‘Duindoornstruwelen’
Duindoornstruwelen kunnen ontwikkelen uit Helmduinvegetaties, mosduinen en graslanden bij afwezigheid van een geschikt onderhoudsbeheer. Door de stikstoffixatie in wortelknolletjes kan Duindoorn zich gemakkelijk vestigen op voedselarme zandbodem. De kruidlaag is meestal zeer ijl en soortenarm. Door spontane successie evolueert een duindoornstruweel naar duinbos met vooral Zomereik, Berk en Gewone esdoorn. Indien de standplaats te vochtig wordt verdwijnt Duindoorn en zal de vegetatie overgaan naar een Grauwe wilg- en Kruipwilgstgruweel.
Flora
De voorkomende plantensoorten in de kruidlaag zijn sterk afhankelijk van de vegetatie die de duindoornstruwelen voorafging.

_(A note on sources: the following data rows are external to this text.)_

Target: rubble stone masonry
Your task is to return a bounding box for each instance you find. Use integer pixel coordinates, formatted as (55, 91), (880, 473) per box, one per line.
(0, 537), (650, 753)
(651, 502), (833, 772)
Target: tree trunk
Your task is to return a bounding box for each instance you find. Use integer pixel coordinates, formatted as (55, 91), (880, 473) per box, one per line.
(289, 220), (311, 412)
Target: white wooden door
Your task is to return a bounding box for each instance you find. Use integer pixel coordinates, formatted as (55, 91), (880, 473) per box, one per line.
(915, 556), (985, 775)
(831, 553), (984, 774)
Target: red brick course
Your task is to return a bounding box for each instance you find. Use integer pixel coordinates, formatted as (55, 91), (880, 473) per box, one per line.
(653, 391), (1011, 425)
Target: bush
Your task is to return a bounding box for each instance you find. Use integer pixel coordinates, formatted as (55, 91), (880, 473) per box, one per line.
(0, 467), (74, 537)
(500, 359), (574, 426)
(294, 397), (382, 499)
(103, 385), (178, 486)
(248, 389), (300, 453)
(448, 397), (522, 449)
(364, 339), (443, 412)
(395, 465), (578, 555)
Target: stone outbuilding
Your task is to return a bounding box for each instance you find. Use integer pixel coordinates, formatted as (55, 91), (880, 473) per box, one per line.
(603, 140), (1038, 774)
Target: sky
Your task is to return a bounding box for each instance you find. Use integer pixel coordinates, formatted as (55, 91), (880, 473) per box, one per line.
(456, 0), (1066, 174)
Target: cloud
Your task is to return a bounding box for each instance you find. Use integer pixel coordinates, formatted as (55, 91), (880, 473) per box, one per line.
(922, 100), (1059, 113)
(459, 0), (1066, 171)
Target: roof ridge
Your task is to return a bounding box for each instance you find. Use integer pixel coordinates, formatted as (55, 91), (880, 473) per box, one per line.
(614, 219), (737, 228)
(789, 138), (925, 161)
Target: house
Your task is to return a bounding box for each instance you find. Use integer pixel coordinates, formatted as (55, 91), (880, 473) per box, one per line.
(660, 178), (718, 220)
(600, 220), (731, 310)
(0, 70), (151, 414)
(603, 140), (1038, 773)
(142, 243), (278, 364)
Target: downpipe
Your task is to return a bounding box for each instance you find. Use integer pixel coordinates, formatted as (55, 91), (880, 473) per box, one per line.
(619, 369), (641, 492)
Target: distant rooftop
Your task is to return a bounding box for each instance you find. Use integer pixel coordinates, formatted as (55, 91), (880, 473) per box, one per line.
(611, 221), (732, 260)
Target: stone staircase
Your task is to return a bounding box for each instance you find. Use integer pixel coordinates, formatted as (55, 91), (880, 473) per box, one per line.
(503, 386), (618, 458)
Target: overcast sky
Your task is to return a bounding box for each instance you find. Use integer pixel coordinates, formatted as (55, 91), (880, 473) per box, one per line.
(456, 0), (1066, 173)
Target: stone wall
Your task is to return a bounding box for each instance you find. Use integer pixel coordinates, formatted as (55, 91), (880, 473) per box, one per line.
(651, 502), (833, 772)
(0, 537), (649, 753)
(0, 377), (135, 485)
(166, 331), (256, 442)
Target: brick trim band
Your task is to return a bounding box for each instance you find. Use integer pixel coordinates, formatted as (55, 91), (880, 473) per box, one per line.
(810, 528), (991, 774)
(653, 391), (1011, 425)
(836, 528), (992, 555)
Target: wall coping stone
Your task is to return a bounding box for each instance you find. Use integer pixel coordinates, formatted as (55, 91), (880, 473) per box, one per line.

De meest voorkomende soorten zijn: Duindoorn(Hippophae rhamnoides), Wilde liguster(Ligustrum vulgare), Wegedoorn(Rhamnus cathartica), Rode komperfoelie(Lonicera xylosteum), Stijlroos(Rosa stylosa), Zuurbes(Berberis vulgaris), Ruig viooltje(Viola hirsuta).
Fauna
De rupsen van de Bastaardvlinder (komt voor in alle duinvegetaties) bouwen hun nesten aan de uiteinden van de Duindoorntwijgjes. In de meer vochtigere zones kan de Nauwe korfslak (Habitatrichtlijnsoort) worden teruggevonden. Wanneer in de buurt diepere poelen aanwezig zijn, vormt het duindoornstruweel een geschikt overwinteringsbiotoop voor de Kamsalamander. De uitbreiding van de struwelen zorgt in Vlaanderen voor een toename van het aantal broedvogelsoorten, waaronder de Nachtegaal die de laatste jaren in aantal sterk achteruitgaat. De vruchten van de duindoorn vormen een goede voedselbron voor doortrekkende of overwinterende zangvogels.
Beheer
Het onderhoud van duindoornstruwelen vraagt geen specifieke maatregelen. Een extensief graas- of maaibeheer en regelmatig kappen van bomen stimuleren de verjonging en verhinderen verdere successie naar een duinbos. Eventueel bestrijden van exoten.